The "farmers market" in the Old Town section of Temecula, Calif., got a new, five-year lease on life. The city council on a 4-0 vote gave the managers of the sprawling market, Gale and George Cunningham, the right to continue using city property for the weekly Saturday markets, ending a brouhaha that had simmered for months. Merchants in the neighborhood had complained that while it was billed as an outlet for local farm produce, the market had mutated into a sprawling, anything-goes street bazaar that was unfairly competing with them.
The city sought to address the concerns of local merchants by imposing limits on the market designed to turn it back into what it was meant to be, as the North County Times reported on Nov. 7. The farmers will be certified, and nonagricultural and nonfood vendors will be allowed to sell only handcrafted items, health care products, and other items related to the theme of the farmers market. That leaves the door open to all sorts of merchandise, but to make sure it doesn't get out of hand, the new deal with the city requires the Cunninghams to submit a quarterly list of vendors and a detailed list of the items they sell to the city for review and approval.
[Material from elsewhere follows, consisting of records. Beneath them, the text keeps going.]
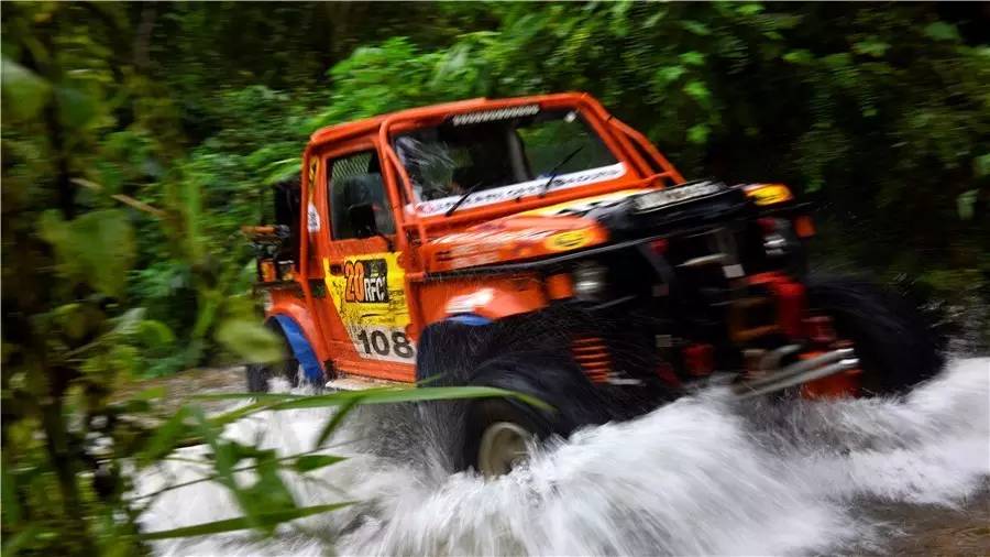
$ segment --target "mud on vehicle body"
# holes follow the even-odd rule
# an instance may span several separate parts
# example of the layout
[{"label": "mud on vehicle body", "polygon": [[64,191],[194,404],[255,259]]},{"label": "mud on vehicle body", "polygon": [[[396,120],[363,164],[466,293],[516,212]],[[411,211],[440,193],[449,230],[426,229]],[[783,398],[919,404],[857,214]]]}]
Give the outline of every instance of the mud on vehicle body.
[{"label": "mud on vehicle body", "polygon": [[941,363],[902,301],[807,276],[814,226],[790,188],[685,182],[587,95],[327,128],[277,194],[277,223],[246,231],[290,358],[249,369],[250,386],[302,370],[556,408],[463,404],[446,425],[455,468],[502,473],[532,437],[639,415],[713,373],[740,397],[858,396]]}]

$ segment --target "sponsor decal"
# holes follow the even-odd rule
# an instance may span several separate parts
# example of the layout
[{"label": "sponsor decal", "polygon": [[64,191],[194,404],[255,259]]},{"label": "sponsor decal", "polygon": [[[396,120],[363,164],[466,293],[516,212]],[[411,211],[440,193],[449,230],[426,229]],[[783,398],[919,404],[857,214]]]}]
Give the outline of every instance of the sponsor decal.
[{"label": "sponsor decal", "polygon": [[637,211],[650,211],[688,201],[706,195],[717,194],[725,189],[725,184],[721,182],[702,182],[698,184],[689,184],[686,186],[669,187],[666,189],[657,189],[649,194],[644,194],[632,198],[632,207]]},{"label": "sponsor decal", "polygon": [[388,302],[388,265],[384,259],[344,263],[345,302],[377,304]]},{"label": "sponsor decal", "polygon": [[576,250],[578,248],[583,248],[592,242],[592,234],[587,230],[568,230],[566,232],[559,232],[550,238],[543,243],[548,250],[552,251],[568,251],[568,250]]},{"label": "sponsor decal", "polygon": [[[568,189],[594,182],[615,179],[623,176],[624,174],[626,174],[626,166],[623,163],[616,163],[610,166],[602,166],[598,168],[591,168],[587,171],[573,172],[570,174],[561,174],[560,176],[553,178],[553,182],[550,184],[548,192]],[[493,205],[497,203],[509,201],[517,197],[537,195],[542,192],[543,185],[546,183],[547,178],[537,178],[528,182],[520,182],[519,184],[513,184],[509,186],[483,189],[481,192],[472,194],[463,204],[461,204],[461,208],[464,209],[469,207]],[[425,217],[443,214],[455,203],[458,203],[459,198],[460,196],[454,195],[442,197],[440,199],[421,201],[415,205],[415,210],[416,212]]]},{"label": "sponsor decal", "polygon": [[752,201],[759,206],[773,205],[783,201],[790,201],[794,198],[791,189],[783,184],[755,184],[744,188],[746,195],[752,198]]},{"label": "sponsor decal", "polygon": [[312,185],[316,183],[316,172],[320,167],[320,160],[316,156],[309,160],[309,187],[312,188]]}]

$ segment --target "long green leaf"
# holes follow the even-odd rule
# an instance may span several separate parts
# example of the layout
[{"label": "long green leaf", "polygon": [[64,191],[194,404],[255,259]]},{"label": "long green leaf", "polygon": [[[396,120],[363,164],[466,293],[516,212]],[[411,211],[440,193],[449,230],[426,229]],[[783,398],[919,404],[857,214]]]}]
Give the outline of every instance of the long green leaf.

The market could have spared itself a lot of grief if it hadn't strayed so far from its mission in the first place, said Phil Strickland, writing in the Nov. 12 North County Times.
Let's acknowledge that it is no longer a farmers market in the best sense of the words. If it was, the contract probably would have been approved with nary a word, save for the yea votes. But, because of apparent lax management and a lack of city enforcement, the farmers market has violated the rule regarding the nature of what can be sold. [The new rules are] good, but of little consequence if the city doesn't keep a close, in-person eye on the vendors, at least for now.
Indeed, the Cunningham's attorney, Alicen Wong, already seems to be angling to widen a loophole for vendors peddling various and sundry stuff. Before the ink on the deal was even dry, she had asked the city to possibly broaden the list of approved merchants that could be categorized as "guest vendors" to sell their goods two Saturdays per year, according to the North County Times.